We’ve reduced I think in half the number of people who have had medical-related bankruptcies ... now that we have the Affordable Care Act. SEN. MARIA CANTWELL

Hutchison made clear she’s opposed to any government role in providing health care. “The only way to lower the cost of medical care is the free-market system,” she said. Hutchison said the Affordable Care Act is financially unsustainable because uninsured people “all went under Medicaid” and “in this state we are going to be paying a mighty price in the years to come.”

On trade, Cantwell said Trump must stop using tariffs as his first action in trade disputes.

"It is hard for us to gain access in Asia, in India, in Mexico and in other places because of these huge tariffs,” she said. “And so we have now gotten into a trade war that is costing us, in an ag economy, a lot of money."

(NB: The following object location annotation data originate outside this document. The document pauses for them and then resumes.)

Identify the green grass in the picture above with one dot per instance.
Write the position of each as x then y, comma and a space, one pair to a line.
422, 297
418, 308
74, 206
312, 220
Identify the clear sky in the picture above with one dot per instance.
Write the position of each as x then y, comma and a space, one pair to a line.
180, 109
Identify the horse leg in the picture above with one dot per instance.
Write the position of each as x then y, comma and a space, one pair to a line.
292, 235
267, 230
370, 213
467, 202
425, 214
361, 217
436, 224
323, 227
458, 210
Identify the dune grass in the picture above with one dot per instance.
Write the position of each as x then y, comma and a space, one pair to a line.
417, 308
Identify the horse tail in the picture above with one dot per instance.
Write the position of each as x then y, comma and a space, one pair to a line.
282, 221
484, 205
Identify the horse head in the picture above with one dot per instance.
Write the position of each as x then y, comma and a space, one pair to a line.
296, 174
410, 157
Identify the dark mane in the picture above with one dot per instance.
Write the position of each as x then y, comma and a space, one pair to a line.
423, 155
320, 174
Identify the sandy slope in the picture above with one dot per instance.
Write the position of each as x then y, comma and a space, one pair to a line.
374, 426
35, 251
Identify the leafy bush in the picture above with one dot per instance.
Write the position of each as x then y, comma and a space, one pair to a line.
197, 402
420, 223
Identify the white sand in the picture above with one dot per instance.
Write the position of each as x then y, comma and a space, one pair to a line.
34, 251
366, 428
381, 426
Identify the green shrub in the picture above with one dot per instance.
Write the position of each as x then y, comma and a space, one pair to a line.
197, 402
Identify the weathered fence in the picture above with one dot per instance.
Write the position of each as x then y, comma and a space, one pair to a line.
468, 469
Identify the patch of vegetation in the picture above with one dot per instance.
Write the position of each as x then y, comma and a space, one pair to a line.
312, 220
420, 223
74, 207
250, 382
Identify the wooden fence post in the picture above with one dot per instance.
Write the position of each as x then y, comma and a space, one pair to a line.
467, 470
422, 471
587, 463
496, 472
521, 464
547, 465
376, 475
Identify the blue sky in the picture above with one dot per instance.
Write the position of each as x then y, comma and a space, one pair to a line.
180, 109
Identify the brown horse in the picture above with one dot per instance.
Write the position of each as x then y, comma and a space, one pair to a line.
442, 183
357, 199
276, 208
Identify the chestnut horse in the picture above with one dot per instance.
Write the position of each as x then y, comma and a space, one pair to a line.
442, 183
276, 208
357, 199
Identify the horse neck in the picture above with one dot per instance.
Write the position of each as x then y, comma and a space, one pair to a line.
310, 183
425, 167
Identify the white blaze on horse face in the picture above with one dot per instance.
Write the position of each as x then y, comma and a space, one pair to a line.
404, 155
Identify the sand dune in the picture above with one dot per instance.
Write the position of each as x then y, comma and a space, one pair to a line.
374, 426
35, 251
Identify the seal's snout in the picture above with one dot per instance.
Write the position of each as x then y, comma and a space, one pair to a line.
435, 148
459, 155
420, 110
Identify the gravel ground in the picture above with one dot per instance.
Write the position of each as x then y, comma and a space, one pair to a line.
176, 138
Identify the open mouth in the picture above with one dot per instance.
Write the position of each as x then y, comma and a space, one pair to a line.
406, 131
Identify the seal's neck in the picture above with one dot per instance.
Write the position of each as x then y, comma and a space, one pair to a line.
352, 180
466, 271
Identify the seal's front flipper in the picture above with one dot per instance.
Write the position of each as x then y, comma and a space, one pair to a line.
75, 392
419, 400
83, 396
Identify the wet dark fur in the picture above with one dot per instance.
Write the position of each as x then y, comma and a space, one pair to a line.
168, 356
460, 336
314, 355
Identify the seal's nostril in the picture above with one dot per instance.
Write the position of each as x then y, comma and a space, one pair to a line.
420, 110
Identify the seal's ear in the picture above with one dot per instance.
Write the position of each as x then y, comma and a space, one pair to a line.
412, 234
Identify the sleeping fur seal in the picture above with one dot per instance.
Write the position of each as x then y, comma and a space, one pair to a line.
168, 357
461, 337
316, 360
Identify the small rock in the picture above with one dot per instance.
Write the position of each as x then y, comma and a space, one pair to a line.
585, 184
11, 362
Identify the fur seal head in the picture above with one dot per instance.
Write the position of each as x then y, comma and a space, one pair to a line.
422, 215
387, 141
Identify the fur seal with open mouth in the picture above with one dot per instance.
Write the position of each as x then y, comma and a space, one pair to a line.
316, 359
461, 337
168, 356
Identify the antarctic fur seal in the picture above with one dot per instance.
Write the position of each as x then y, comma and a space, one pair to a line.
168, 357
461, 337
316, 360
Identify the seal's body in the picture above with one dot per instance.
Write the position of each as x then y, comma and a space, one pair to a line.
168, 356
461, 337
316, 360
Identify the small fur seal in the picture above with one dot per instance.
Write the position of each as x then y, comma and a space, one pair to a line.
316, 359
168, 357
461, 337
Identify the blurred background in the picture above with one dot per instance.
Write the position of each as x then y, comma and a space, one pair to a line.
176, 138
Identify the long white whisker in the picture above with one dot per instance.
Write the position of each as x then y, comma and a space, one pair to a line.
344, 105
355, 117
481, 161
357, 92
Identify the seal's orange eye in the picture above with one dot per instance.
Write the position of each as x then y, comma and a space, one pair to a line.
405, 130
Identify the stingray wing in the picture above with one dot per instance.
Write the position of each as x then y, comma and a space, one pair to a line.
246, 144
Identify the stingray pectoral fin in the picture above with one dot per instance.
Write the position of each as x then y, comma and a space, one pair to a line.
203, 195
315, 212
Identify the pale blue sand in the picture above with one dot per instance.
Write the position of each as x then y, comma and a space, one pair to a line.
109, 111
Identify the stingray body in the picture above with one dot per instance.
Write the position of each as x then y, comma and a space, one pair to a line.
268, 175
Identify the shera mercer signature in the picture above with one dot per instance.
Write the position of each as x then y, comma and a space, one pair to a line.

Hutchison, the former chairman of the state GOP, supports the tariffs.

"Now the president is going after the big cheese, China, to help fix the trade disparities that have really hurt our farmers over the decades,” she said. “The farmers are willing to experience a little short-term pain for a long-term gain."

Immigration was a key concern for audience members.

Bob Irish of Puyallup said he’s a supporter of President Trump, and was glad to hear Hutchison echo the president’s call for more security at the U.S.-Mexico border. He said, “I really think we need a wall to stop illegal immigration,” something Hutchison also endorsed.

Irish said he’s seen negative consequences of illegal immigration in his business manufacturing wood pallets.

High school student Jose Beltran said he’s included under Deferred Action for Childhood Arrivals. He said he has more confidence in Cantwell to help “Dreamers” stay in the U.S. “It seems like she has more of an open mind, like whatever is faster and a good solution she’s with it,” he said.

The program was intended to protect undocumented immigrants who came to the U.S. as children from deportation. Last year, the Trump administration announced it was ending the program.